RT - readtimes.id

Menyoal Pajak Karbon dalam UU HPP yang Berlaku 2022

Readtimes.id– Ketentuan soal pajak karbon  tertuang dalam Undang-Undang Harmonisasi Peraturan Perpajakan (UU HPP) yang resmi disahkan Dewan Perwakilan Rakyat Republik Indonesia (DPR RI) awal Oktober ini. 

Kemunculannya diklaim sebagai bentuk komitmen pemerintah untuk mengurangi emisi gas rumah kaca (GRK) sebesar 29 persen dengan usaha sendiri atau 41 persen   dengan dukungan internasional pada tahun 2030. Hal ini sesuai Perjanjian Paris yang ditandatangani Indonesia pada 2015 silam. 

Dalam UU HPP ketentuan terkait pajak karbon tersebut terdapat di dalam Pasal 13 Bab IV tentang Pajak Karbon. Di sini mengatur terkait beberapa hal diantaranya pengenaan pajak karbon yang dikenakan atas emisi karbon dengan memperhatikan roadmap atau peta jalan pajak  karbon.
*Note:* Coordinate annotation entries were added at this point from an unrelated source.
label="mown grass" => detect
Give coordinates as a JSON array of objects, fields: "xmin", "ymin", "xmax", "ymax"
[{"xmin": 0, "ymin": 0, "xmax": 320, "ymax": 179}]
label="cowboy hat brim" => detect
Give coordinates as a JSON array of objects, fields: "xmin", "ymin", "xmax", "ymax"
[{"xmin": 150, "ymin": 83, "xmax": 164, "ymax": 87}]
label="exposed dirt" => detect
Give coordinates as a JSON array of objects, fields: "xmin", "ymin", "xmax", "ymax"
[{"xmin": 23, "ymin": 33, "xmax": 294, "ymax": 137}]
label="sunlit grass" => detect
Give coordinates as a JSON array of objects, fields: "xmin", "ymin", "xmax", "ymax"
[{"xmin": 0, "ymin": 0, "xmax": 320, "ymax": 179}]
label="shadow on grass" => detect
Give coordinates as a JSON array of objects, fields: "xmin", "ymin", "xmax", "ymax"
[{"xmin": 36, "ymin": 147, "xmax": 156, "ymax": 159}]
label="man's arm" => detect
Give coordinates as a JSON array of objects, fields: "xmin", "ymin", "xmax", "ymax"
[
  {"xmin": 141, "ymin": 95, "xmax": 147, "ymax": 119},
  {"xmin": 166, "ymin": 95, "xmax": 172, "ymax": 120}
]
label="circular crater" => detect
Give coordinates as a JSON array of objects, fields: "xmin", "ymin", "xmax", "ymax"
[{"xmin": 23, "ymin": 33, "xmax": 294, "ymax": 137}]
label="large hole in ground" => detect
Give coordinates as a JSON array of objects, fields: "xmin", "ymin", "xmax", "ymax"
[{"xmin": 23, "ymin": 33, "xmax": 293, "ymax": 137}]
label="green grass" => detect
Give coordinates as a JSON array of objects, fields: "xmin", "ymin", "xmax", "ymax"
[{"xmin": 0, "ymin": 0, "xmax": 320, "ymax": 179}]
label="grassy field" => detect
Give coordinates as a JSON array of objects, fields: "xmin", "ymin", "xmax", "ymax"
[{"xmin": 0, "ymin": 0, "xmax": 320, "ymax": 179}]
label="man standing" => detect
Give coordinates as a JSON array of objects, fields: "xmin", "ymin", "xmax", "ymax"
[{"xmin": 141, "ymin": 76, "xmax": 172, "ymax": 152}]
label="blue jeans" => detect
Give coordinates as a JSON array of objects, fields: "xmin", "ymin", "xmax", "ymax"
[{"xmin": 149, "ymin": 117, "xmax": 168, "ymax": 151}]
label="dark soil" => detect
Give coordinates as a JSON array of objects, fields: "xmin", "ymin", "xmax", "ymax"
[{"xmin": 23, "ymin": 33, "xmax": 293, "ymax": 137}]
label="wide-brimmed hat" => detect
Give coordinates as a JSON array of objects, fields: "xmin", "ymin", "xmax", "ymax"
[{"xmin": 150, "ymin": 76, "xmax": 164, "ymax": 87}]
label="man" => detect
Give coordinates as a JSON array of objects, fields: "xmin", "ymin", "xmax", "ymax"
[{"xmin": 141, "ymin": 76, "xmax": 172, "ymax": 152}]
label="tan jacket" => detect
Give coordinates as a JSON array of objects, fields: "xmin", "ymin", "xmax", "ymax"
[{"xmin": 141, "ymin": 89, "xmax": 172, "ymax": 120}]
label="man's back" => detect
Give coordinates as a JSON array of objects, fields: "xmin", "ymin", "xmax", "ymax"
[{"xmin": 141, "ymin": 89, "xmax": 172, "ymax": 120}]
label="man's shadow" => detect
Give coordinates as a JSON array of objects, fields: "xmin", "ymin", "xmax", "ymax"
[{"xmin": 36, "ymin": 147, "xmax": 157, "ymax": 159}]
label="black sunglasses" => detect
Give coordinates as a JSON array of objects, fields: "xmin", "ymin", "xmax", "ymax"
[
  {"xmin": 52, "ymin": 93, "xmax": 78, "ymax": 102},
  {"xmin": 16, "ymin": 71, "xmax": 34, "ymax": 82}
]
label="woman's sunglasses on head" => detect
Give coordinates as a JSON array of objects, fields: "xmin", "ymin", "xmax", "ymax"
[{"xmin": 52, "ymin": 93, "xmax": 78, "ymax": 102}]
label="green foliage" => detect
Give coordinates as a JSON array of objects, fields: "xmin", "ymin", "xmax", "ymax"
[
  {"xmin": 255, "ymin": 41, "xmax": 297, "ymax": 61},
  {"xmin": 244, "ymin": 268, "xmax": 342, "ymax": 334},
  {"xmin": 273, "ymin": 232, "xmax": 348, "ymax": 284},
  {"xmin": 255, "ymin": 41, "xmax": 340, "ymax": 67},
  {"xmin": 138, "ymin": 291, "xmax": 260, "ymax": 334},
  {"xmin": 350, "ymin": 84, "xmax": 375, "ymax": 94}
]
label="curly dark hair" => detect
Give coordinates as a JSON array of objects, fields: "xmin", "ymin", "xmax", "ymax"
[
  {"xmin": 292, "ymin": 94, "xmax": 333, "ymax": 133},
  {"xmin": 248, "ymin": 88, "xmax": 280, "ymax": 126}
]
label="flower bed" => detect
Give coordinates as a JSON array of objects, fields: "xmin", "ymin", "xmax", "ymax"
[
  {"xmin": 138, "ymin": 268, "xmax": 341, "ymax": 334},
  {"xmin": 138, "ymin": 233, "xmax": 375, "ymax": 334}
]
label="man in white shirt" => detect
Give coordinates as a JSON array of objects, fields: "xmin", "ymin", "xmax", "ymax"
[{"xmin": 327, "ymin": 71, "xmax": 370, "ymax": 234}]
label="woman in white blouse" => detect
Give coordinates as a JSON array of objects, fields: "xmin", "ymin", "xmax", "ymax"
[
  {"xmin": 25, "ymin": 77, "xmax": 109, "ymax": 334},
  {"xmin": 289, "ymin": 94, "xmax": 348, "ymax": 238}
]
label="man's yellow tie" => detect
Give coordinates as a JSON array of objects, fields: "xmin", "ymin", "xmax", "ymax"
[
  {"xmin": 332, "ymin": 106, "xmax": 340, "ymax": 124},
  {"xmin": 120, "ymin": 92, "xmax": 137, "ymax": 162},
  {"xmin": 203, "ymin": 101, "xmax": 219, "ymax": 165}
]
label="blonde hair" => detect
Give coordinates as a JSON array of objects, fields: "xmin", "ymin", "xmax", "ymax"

Yaitu sebelumnya harus  mendapatkan persetujuan DPR seperti tertulis dalam pasal 13  ayat 4 dan diterapkan secara bertahap. 

“Kebijakan peta jalan pajak karbon sebagaimana dimaksud pada ayat (3) ditetapkan oleh pemerintah dengan persetujuan DPR,” bunyi ayat tersebut. 

Patut diketahui, fokus roadmap pajak karbon pertama yang berjalan tahun ini adalah tentang  pengembangan mekanisme perdagangan karbon. 

“Ini basic-nya adalah pengakuan kita bahwa karbon memiliki nilai ekonomi jadi kita akan melakukan pengenaan pajak karbon dengan mekanisme cap and tax trade,” kata Wakil Menteri Keuangan Suahasil Nazara seperti yang dikutip dari laman berita Antara. 

Baca Juga : Pajak Karbon Solusi Tekan Emisi ?

Adapun pada tahun  2022-2024 adalah penerapan pajak karbon pada sektor Pembangkit Listrik Tenaga Uap (PLTU) batubara berdasarkan mekanisme pajak batas emisi atau cap and tax dengan tarif Rp30 ribu per kilogram karbon dioksida ekuivalen (CO2e). 

Sementara untuk 2025 dan seterusnya implementasi perdagangan karbon dilakukan secara penuh  bersamaan dengan perluasan sektor pemajakan pajak karbon yang akan dilakukan secara bertahap  sesuai kesiapan sektor terkait. 

Siapa Subjek Pajak Karbon? 

Dalam UU HPP subjek pajak karbon yaitu orang pribadi atau badan yang membeli barang yang mengandung karbon dan/atau melakukan aktivitas yang menghasilkan emisi karbon. 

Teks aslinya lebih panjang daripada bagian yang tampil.